Al peggio non c’è mai fine, narra una credenza popolare. Esiste un luogo dove tale massima prende forma, fino a narrare fedelmente la realtà. Questo Paradiso trasformato in Inferno è Taranto. L’ex Ilva è il suo “teatro degli orrori”.
Passato nel corso dei decenni da simbolo del progresso del Mezzogiorno a “mostro” capace di spezzare numerevoli vite umane (diverse delle quali troppo giovani per congedarsi da questo pianeta), l’impianto industriale tarantino è ancora oggi uno dei più grandi problemi del nostro Paese.
Da tempo ormai si discute sul delicato equilibrio lavoro – salute che, soprattutto per scellerate politiche aziendali, non è mai stato raggiunto.
Raramente, però, ci si è trovati dinanzi ad una situazione catastrofica come quella in essere. Uno stallo travestito da un confusionario “tirare avanti” che rischia di far crollare definitivamente il castello di negligenze, di scandali, di promesse mai mantenute e di sogni spezzati nel peggior modo possibile, all’improvviso e in un solo colpo.
Ex Ilva Taranto: il caso “Ambiente svenduto”
Recentemente una decisione ha mandato su tutte le furie decine di famiglie del capoluogo ionico. Il riferimento è allo spostamento del processo “Ambiente svenduto” da Taranto a Potenza.
La scelta è stata motivata dal fatto che alcuni giudici chiamati ad emettere la sentenza fossero effettivamente parte in causa, vittime della vicenda che ha provocato malattie e morti nei quartieri vicini all’acciaieria.
La designazione di una nuova sede giudiziaria ha difatti annullato la sentenza di primo grado che prevedeva la condanna per 26 imputati.
Legittimo pensare che questa mossa, per quanto legalmente giustificata, punti alla prescrizione del reato con annessa assoluzione di massa. Per la serie “finire a tarallucci e vino”.
I 4+12 interessati
Al contempo sono scaduti i termini per presentare le prime buste finalizzate all’acquisizione dell’ex Ilva di Taranto da parte di un nuovo proprietario. L’esito di questa prima fase piuttosto interlocutoria ha visto avanzare soprattutto quattro candidati: un ucraino, due indiani, un americano.

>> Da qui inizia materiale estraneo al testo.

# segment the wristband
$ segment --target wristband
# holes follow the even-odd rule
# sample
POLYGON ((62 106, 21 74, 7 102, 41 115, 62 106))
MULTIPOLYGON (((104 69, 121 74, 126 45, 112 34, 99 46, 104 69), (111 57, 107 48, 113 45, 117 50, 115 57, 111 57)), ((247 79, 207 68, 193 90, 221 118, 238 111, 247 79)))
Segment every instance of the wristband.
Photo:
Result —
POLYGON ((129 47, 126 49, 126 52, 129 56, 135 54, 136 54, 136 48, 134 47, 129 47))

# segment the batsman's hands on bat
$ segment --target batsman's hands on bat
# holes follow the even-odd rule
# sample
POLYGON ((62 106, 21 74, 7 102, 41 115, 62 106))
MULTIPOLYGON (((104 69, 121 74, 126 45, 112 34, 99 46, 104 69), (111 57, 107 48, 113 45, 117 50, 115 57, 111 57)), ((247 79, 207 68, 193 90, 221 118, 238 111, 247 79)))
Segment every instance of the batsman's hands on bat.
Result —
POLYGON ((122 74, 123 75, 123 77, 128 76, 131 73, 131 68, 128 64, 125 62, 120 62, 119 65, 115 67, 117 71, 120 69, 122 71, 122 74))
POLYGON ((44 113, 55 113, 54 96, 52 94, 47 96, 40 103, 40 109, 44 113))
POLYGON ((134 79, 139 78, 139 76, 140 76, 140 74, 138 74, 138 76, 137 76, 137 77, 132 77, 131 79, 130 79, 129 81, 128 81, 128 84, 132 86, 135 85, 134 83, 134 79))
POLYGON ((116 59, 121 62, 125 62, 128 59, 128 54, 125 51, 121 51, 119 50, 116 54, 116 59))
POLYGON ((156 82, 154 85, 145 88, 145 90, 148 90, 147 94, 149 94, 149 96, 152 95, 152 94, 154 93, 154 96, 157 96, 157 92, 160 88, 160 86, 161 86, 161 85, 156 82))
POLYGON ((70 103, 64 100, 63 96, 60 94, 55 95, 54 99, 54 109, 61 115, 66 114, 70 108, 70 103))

Detta così suona tanto come l’incipit di una famosa barzelletta più volte rivisitata. Effettivamente, il surrealismo che definisce i contorni della vicenda causa un effetto straniante molto simile, con un risultato opposto: nella fattispecie c’è ben poco da ridere.
Premesso che le nubi verranno diradate (forse) non prima di novembre inoltrato, le altre 12 realtà imprenditoriali (alcune anche italiane) che si sono fatte avanti puntano il loro sguardo solamente su determinate aree dell’impianto. Insomma, non proprio i classici “salvatori della patria”!
Ex Ilva: l’inchiesta “nascosta”
A completare il drammatico quadro è l’inchiesta pubblicata sulla rivista Nature lo scorso 26 luglio e condotta da un team di medici.
Il report scientifico in questione mette in stretta correlazione l’aumento di casi di autismo che interessano bambini tarantini di età compresa tra i 6 e gli 11 anni con l’emissione di fonti inquinanti prodotte proprio dall’attività dell’ex Ilva.
È stato infatti dimostrato che tra le cause di questa sindrome c’è l’epigenetica, ovvero l’influsso di tutto ciò che intacca il nostro corpo, quindi anche e soprattutto i veleni industriali.
Non può essere un caso, inoltre, che i picchi di certificato autismo toccati al Tamburi e dintorni non si registrino in nessuno degli altri comuni della provincia.
Perché?
Esposte tali importanti novità, sorgono inevitabilmente diverse domande le cui risposte vengono volutamente omesse da chi ha tutti i mezzi per attuare un cambiamento.
I quesiti in ogni caso li mettiamo per iscritto, non si sa mai…
Perché a Taranto non ci può essere una vera giustizia per tante vittime innocenti?
Perché Taranto viene così tanto strumentalizzata?
Perché su Taranto è vietato dire la verità?